US Stock Market: DJIA, S&P500, Nasdaq and Russell ended over 2% up on Tuesday
- The S&P 500 rose 105.84 points, or 2.8%, to 3,936.69
- The Dow Jones rose 754.44 points, or 2.4%, to 31,827.05
- The Nasdaq rose 353.10 points, or 3.1%, to 11,713.15
- The Russell 2000 rose 60.91 points, or 3.5%, to 1,799.32
The stock market experienced its best day in more than three weeks on Tuesday, as more companies reported their spring profits.
The S&P 500 rose 2.8% as a strong tide lifted 99% of the index's companies higher. The Dow Jones Industrial Average gained 2.4%, while the Nasdaq Composite gained 3.1%.
Smaller company stocks increased, even more, propelling the Russell 2000 index up 3.5%.
Stocks have fallen approximately 20% this year due to concerns about increasing interest rates and strong inflation, putting an even harsher emphasis on how much profit companies make. If earnings continue to rise, markets will benefit greatly. However, if CEOs warn of impending problems, another drop may be on the way.
Toy company Hasbro rose 0.7% after it reported a stronger profit than analysts expected. Oilfield services provider Halliburton added 2.1% after its profit and revenue topped forecasts. Netflix jumped 8% in after-hours trading after the company reported better-than-expected results and a smaller subscriber loss than analysts had feared.
Twitter rose 2.8% after a court in Delaware agreed to quickly schedule a lawsuit that could force billionaire Elon Musk to make good on his agreement to buy the company.
IBM, though, fell 5.2% despite reporting stronger revenue and earnings than expected. The company’s profit margins fell short of some analysts’ expectations, and concerns are rising about the effect of the dollar's recent strength against other currencies. While a stronger dollar helps limit inflation at home, it can also undercut the value of sales made abroad by U.S. companies.
The dollar's value eased a bit against other currencies Tuesday, which allayed some fears for the market. So too, counterintuitively, may have a report that showed an extreme level of pessimism among investors.
The S&P 500 has been flip-flopping between weekly gains and losses over the last month, after a rough run where it dropped in 10 of 11 weeks. The swings have even hit hour to hour, with early morning gains quickly evaporating by the afternoon.
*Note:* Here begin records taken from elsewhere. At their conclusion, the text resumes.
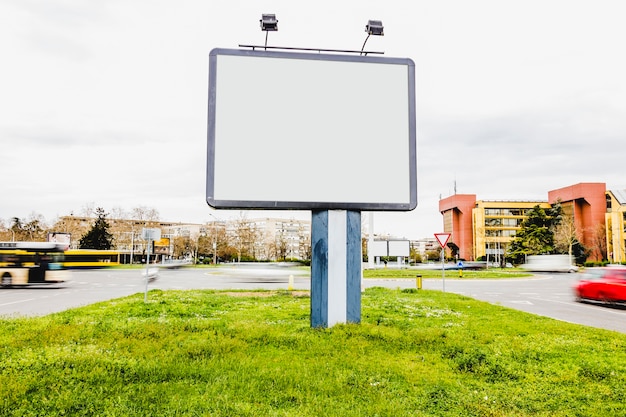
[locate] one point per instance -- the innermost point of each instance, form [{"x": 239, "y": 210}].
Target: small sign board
[
  {"x": 150, "y": 234},
  {"x": 442, "y": 238}
]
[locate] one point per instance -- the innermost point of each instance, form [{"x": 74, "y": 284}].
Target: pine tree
[{"x": 98, "y": 237}]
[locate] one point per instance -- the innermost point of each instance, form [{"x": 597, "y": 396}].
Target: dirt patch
[{"x": 266, "y": 293}]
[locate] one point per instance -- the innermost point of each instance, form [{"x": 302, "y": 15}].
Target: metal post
[
  {"x": 443, "y": 270},
  {"x": 145, "y": 297}
]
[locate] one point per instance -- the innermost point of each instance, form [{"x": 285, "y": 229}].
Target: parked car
[{"x": 602, "y": 284}]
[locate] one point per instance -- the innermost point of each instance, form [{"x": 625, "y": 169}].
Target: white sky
[{"x": 104, "y": 103}]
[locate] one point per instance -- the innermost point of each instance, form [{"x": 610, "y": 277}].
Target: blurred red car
[{"x": 602, "y": 284}]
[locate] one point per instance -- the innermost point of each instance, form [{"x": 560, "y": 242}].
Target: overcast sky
[{"x": 104, "y": 103}]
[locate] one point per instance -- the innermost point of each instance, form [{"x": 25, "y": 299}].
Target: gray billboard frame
[{"x": 299, "y": 204}]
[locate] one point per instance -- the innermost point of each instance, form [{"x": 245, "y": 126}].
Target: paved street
[{"x": 549, "y": 295}]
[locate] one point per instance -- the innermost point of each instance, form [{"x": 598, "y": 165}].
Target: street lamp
[
  {"x": 214, "y": 239},
  {"x": 373, "y": 27},
  {"x": 268, "y": 24}
]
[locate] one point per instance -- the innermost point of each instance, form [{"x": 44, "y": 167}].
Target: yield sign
[{"x": 442, "y": 238}]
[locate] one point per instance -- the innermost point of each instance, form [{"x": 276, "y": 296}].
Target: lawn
[{"x": 215, "y": 353}]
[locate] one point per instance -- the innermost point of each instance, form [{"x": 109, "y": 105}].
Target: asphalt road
[{"x": 548, "y": 295}]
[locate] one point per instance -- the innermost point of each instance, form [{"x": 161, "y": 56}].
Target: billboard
[{"x": 290, "y": 130}]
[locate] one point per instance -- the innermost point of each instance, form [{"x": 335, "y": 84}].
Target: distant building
[
  {"x": 484, "y": 228},
  {"x": 616, "y": 225}
]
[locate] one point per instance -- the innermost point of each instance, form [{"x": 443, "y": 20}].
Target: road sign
[{"x": 442, "y": 238}]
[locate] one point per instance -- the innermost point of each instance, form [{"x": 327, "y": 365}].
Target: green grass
[{"x": 211, "y": 353}]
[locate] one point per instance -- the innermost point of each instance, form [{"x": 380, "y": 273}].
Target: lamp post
[{"x": 214, "y": 239}]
On Monday, an early 1% gain gave way to a 0.8% loss.
On Tuesday, the S&P 500 ended 105.84 points higher at 3,936.69. The Dow jumped 754.44 points to 31,827.05, and the Nasdaq rose 353.10 points to 11,713.15. The Russell 2000 picked up 60.91 points to 1,799.32.
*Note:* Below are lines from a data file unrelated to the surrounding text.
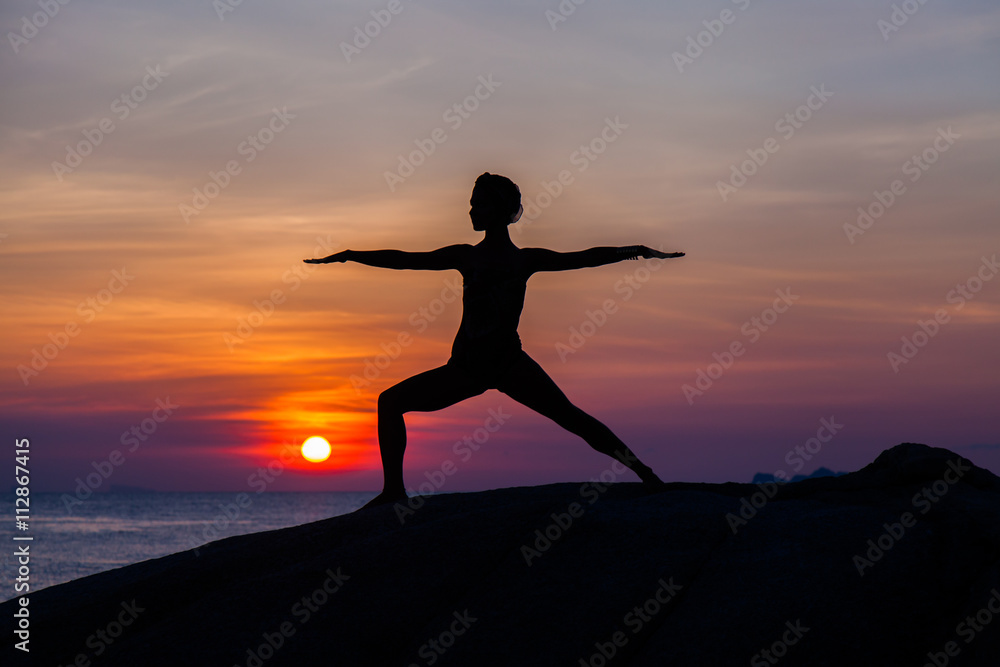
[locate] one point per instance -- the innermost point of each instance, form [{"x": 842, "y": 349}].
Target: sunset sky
[{"x": 166, "y": 166}]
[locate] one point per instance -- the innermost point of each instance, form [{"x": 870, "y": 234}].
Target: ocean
[{"x": 111, "y": 530}]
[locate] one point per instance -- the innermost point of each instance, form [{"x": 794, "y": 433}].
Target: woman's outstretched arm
[
  {"x": 449, "y": 257},
  {"x": 541, "y": 259}
]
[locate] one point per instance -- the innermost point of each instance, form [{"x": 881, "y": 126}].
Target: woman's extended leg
[
  {"x": 425, "y": 392},
  {"x": 527, "y": 383}
]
On Thursday, the European Central Bank is expected to raise interest rates for the first time in 11 years in hopes of knocking down high inflation.
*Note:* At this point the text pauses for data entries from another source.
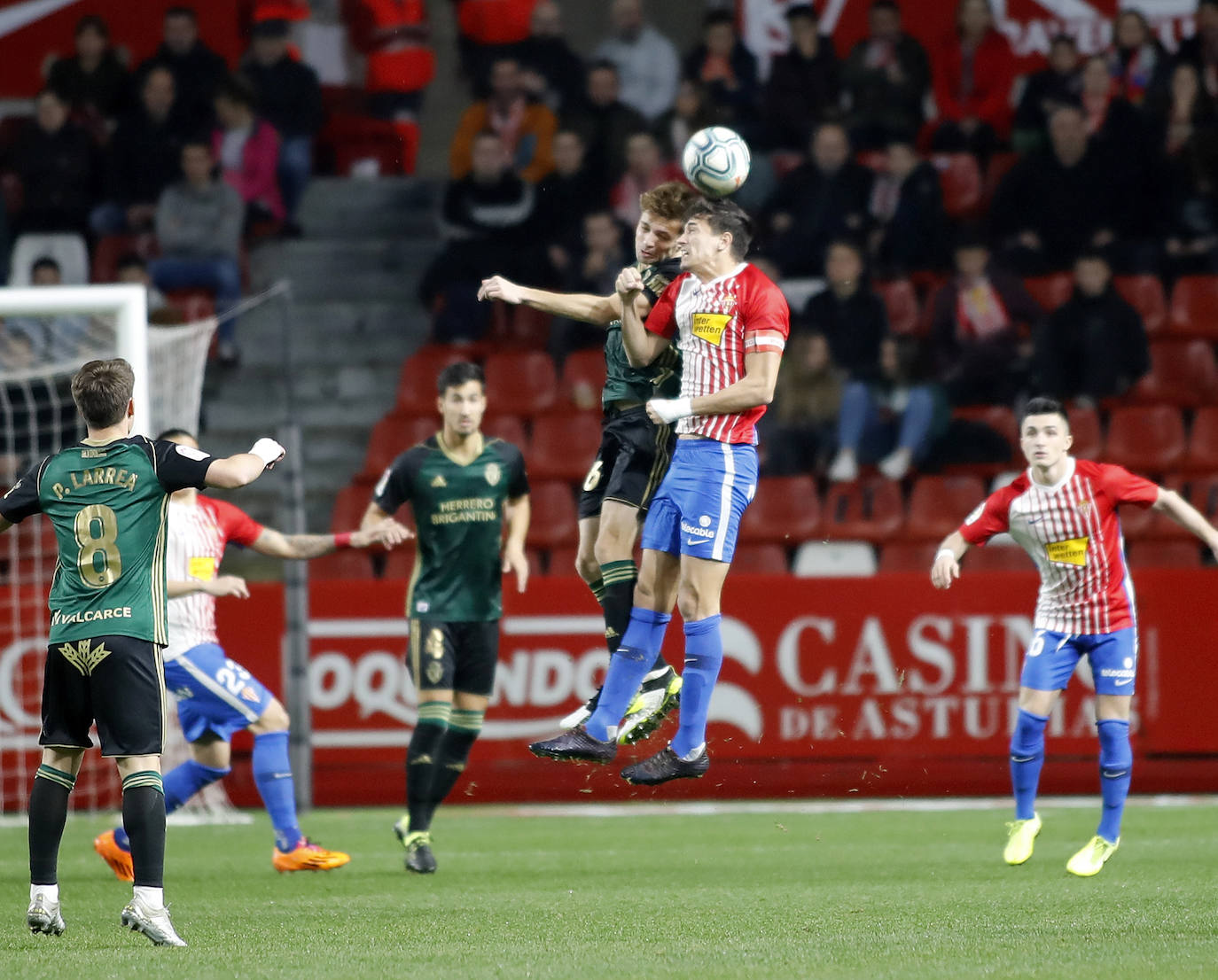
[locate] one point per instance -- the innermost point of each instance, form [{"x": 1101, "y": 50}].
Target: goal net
[{"x": 45, "y": 335}]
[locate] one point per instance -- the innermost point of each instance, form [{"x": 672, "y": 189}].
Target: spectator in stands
[
  {"x": 198, "y": 71},
  {"x": 726, "y": 70},
  {"x": 59, "y": 169},
  {"x": 525, "y": 129},
  {"x": 645, "y": 167},
  {"x": 647, "y": 61},
  {"x": 977, "y": 323},
  {"x": 488, "y": 222},
  {"x": 973, "y": 74},
  {"x": 247, "y": 149},
  {"x": 605, "y": 123},
  {"x": 1094, "y": 346},
  {"x": 1058, "y": 201},
  {"x": 909, "y": 224},
  {"x": 290, "y": 98},
  {"x": 800, "y": 430},
  {"x": 886, "y": 79},
  {"x": 1058, "y": 83},
  {"x": 892, "y": 419},
  {"x": 199, "y": 227},
  {"x": 819, "y": 201},
  {"x": 553, "y": 72},
  {"x": 1138, "y": 60},
  {"x": 143, "y": 159},
  {"x": 803, "y": 87},
  {"x": 1201, "y": 51},
  {"x": 93, "y": 82}
]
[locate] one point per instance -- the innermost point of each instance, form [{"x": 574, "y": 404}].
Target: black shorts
[
  {"x": 117, "y": 682},
  {"x": 453, "y": 655},
  {"x": 634, "y": 455}
]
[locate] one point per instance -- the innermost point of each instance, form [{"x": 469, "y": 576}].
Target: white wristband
[
  {"x": 268, "y": 451},
  {"x": 670, "y": 409}
]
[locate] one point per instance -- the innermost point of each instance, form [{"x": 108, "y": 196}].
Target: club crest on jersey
[
  {"x": 709, "y": 326},
  {"x": 1071, "y": 552}
]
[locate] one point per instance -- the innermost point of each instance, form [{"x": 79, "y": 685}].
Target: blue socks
[
  {"x": 1027, "y": 760},
  {"x": 704, "y": 657},
  {"x": 273, "y": 775},
  {"x": 628, "y": 667},
  {"x": 1116, "y": 766}
]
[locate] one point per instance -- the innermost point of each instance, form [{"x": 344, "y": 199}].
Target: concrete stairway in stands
[{"x": 352, "y": 318}]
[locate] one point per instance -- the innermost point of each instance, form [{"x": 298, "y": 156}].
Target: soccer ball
[{"x": 716, "y": 161}]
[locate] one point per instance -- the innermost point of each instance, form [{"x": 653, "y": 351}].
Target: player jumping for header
[{"x": 1062, "y": 511}]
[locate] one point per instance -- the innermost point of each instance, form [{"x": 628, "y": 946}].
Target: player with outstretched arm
[{"x": 1062, "y": 511}]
The Federal Reserve has already raised rates three times this year and by increasing amounts each time. It will announce its next increase next week, and the only question among investors is whether it will go with another increase of 0.75 percentage points or a colossal hike of a full point.
The yield on the two-year Treasury, which tends to track expectations for Fed action, rose to 3.24% from 3.17% late Monday. The 10-year yield rose to 3.02% from 2.96%.